Menjelang Dimulainya Putaran Terbaru Pembicaraan Trilateral, Rusia Serang Ukraina dengan 71 Rudal dan 450 Drone

erabaru.net
3 jam lalu
Cover Berita

Etindonesia. Sehari sebelum Amerika Serikat, Rusia, dan Ukraina dijadwalkan menggelar putaran kedua perundingan tiga pihak, Rusia melancarkan serangan rudal dan drone terbesar tahun ini terhadap Ukraina. Hanya dalam semalam, ribuan warga Kyiv kehilangan pemanas di tengah suhu ekstrem di bawah minus 20 derajat Celsius. 

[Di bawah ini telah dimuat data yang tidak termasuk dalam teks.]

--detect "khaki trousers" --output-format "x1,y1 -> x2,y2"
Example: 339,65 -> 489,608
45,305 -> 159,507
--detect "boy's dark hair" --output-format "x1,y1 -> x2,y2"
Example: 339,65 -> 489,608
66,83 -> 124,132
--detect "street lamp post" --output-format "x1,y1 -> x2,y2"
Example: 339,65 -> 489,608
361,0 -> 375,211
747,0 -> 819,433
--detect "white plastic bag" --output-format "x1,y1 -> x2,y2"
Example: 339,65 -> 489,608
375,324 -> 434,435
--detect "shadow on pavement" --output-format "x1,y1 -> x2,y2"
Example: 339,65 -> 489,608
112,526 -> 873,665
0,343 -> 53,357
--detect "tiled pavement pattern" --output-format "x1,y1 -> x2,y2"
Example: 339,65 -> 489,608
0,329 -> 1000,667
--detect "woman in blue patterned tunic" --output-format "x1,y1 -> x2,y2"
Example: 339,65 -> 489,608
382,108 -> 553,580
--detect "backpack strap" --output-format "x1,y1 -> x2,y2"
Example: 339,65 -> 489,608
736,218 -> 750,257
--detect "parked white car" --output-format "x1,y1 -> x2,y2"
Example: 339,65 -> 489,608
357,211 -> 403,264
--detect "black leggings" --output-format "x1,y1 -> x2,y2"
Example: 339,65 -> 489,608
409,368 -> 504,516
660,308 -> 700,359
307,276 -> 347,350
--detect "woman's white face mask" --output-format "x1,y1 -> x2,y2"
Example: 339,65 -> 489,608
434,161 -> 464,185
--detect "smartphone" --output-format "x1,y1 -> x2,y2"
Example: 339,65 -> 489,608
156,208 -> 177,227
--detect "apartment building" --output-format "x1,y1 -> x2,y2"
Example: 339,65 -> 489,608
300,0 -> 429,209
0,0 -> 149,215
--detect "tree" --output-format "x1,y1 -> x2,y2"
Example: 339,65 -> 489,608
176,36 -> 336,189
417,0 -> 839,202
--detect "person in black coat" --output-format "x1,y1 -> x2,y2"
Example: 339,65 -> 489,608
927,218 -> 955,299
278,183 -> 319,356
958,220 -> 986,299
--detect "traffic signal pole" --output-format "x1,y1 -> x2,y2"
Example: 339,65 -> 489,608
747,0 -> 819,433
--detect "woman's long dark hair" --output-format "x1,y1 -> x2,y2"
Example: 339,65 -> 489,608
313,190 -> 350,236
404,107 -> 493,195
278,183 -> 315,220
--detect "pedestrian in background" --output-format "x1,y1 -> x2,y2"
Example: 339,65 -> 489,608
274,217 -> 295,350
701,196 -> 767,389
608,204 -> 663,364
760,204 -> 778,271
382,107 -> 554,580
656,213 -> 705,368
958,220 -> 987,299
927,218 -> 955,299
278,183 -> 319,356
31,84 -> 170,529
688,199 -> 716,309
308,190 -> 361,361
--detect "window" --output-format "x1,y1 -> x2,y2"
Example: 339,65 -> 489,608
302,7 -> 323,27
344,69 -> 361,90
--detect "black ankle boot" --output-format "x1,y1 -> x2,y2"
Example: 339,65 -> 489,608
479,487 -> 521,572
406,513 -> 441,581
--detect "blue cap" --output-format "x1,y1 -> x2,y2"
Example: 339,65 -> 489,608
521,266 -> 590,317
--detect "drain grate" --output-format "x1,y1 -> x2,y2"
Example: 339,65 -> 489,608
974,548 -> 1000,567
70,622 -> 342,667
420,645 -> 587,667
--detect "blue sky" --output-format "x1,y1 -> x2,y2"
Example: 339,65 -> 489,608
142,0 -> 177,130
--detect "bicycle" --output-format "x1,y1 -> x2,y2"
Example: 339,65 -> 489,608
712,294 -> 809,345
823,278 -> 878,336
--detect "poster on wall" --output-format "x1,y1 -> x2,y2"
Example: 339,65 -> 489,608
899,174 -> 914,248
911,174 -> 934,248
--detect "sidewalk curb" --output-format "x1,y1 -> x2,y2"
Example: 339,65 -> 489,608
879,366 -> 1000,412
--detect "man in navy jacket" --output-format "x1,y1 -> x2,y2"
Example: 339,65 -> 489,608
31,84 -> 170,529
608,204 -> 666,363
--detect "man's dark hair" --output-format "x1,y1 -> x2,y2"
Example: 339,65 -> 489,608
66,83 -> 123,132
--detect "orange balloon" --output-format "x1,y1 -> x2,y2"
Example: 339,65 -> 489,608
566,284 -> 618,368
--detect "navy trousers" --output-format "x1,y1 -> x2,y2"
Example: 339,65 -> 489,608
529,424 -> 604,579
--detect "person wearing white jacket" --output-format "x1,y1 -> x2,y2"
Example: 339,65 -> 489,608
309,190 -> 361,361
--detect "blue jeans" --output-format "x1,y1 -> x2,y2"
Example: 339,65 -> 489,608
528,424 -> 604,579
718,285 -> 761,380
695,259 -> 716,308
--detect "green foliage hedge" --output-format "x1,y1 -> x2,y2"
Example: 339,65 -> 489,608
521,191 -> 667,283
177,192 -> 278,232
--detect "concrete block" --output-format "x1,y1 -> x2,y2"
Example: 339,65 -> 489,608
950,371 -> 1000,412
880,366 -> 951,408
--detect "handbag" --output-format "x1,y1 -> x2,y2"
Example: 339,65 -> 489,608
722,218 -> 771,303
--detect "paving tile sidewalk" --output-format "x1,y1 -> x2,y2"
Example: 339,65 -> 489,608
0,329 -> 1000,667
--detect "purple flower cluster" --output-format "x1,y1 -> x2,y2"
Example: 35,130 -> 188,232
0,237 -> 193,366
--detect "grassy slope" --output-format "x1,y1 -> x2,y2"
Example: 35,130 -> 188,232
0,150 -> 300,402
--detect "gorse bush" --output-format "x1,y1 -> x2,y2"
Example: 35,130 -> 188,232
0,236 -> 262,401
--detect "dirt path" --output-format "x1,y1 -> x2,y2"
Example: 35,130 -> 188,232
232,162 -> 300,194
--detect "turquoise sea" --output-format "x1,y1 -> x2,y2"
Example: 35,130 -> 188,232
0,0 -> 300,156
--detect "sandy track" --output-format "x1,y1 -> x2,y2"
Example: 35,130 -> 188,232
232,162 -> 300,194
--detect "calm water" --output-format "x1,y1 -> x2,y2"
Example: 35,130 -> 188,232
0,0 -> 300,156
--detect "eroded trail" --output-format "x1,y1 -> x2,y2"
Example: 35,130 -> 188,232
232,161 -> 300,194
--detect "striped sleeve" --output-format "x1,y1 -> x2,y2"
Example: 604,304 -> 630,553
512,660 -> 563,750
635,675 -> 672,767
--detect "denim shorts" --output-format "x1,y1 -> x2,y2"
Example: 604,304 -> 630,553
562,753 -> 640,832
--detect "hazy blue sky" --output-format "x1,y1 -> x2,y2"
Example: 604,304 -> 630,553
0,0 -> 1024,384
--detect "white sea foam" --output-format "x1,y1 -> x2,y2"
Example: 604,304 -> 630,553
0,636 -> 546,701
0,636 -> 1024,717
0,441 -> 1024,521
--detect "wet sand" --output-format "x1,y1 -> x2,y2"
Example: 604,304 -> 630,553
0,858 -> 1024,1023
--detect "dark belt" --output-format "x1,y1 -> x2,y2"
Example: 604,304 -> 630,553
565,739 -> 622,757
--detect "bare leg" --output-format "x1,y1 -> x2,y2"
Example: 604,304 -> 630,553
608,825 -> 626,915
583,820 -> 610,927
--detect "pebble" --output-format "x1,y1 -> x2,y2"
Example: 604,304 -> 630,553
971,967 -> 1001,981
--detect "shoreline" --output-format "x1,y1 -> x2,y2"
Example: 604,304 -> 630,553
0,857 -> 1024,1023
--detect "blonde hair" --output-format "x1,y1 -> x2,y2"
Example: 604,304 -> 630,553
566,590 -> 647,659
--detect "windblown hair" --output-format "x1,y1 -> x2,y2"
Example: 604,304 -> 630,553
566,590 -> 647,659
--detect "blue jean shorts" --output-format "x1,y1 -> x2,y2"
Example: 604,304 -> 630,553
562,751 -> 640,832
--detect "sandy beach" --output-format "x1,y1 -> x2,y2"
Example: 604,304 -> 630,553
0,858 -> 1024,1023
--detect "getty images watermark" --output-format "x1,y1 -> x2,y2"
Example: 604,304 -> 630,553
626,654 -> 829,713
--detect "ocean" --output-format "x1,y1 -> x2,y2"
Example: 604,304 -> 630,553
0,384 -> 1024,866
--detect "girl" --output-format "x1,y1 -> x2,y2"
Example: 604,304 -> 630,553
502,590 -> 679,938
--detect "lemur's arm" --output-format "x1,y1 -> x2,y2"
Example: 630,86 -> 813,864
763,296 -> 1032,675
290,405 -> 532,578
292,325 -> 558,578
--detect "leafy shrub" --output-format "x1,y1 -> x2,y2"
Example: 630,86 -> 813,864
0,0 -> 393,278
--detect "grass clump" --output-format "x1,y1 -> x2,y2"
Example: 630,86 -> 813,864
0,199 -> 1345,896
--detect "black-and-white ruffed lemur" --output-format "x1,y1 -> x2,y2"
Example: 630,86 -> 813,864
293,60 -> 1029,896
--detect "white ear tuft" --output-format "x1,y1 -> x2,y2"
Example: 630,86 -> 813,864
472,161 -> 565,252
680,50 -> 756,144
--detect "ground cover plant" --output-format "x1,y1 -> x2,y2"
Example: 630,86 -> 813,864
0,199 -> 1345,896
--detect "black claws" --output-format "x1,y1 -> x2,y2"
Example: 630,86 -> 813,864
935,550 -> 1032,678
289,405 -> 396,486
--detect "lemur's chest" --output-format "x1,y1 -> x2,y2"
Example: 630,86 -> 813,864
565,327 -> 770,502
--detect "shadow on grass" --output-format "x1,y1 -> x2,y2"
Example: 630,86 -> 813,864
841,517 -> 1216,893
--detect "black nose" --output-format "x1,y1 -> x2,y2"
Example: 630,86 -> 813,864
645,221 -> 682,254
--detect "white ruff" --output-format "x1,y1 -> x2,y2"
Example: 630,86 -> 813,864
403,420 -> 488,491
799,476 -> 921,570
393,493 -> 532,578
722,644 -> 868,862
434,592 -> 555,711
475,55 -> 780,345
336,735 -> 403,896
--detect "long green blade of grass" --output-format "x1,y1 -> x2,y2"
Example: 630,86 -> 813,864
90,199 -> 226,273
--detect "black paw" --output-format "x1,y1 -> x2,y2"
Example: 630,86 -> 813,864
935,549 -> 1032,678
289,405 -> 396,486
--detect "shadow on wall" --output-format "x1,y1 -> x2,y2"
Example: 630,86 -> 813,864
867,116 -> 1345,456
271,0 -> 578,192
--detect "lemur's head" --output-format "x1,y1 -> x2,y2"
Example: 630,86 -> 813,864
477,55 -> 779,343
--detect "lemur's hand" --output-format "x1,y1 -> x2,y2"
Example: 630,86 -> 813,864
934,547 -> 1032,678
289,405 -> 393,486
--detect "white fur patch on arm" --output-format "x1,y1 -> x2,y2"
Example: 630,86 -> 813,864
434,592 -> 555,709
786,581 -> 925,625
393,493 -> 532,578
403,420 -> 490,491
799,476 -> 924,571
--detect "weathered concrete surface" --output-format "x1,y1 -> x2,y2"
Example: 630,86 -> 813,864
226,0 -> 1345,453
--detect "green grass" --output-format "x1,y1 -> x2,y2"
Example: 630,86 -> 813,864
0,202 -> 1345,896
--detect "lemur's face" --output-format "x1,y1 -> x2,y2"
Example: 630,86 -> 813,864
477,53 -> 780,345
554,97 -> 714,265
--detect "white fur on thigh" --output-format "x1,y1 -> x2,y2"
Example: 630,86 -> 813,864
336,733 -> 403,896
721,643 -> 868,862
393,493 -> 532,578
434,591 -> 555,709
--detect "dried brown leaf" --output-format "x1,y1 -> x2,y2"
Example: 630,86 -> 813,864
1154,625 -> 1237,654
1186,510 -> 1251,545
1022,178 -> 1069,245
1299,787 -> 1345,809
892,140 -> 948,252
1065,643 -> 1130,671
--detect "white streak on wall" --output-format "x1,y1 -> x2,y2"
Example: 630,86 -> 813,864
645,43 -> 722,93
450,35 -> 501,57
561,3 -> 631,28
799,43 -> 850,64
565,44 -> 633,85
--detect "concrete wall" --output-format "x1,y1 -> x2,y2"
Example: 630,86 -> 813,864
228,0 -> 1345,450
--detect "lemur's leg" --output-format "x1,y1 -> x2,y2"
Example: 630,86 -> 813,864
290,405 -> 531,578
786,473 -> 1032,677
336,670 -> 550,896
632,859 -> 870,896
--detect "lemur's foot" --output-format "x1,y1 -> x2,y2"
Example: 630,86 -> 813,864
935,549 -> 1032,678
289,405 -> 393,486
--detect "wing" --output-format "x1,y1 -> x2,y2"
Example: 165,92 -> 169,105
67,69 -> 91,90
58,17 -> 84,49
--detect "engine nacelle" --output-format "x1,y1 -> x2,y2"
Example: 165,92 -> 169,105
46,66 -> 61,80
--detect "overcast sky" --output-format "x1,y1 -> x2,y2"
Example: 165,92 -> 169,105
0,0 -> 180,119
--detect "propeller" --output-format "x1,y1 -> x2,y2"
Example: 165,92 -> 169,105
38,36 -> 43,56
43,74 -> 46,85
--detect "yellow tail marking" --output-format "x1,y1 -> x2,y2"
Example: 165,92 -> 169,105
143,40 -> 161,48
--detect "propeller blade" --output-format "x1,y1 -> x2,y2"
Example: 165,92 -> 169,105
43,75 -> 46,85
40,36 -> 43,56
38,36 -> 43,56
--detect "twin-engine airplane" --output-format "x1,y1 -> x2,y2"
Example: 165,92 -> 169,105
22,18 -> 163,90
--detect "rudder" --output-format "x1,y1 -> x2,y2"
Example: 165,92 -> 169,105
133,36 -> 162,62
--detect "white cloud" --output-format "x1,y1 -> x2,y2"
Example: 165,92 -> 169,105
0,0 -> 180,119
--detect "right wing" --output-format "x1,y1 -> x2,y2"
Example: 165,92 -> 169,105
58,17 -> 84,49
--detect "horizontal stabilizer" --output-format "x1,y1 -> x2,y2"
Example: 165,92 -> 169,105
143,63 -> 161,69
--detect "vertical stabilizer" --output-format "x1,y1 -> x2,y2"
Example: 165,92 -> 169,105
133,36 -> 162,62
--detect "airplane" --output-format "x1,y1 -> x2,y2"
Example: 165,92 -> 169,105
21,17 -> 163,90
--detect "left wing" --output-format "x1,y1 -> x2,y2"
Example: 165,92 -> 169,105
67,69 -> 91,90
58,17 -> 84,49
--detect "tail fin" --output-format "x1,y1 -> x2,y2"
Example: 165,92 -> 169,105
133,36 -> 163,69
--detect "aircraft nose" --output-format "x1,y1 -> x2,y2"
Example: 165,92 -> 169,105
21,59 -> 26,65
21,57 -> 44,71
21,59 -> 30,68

Presiden Ukraina Volodymyr Zelensky menuduh Presiden Rusia Vladimir Putin kembali mengingkari janji. Sebelumnya, Putin dikatakan telah berjanji kepada Presiden AS Donald Trump untuk menghentikan serangan terhadap Ukraina sementara waktu karena gelombang udara dingin yang melanda kawasan tersebut.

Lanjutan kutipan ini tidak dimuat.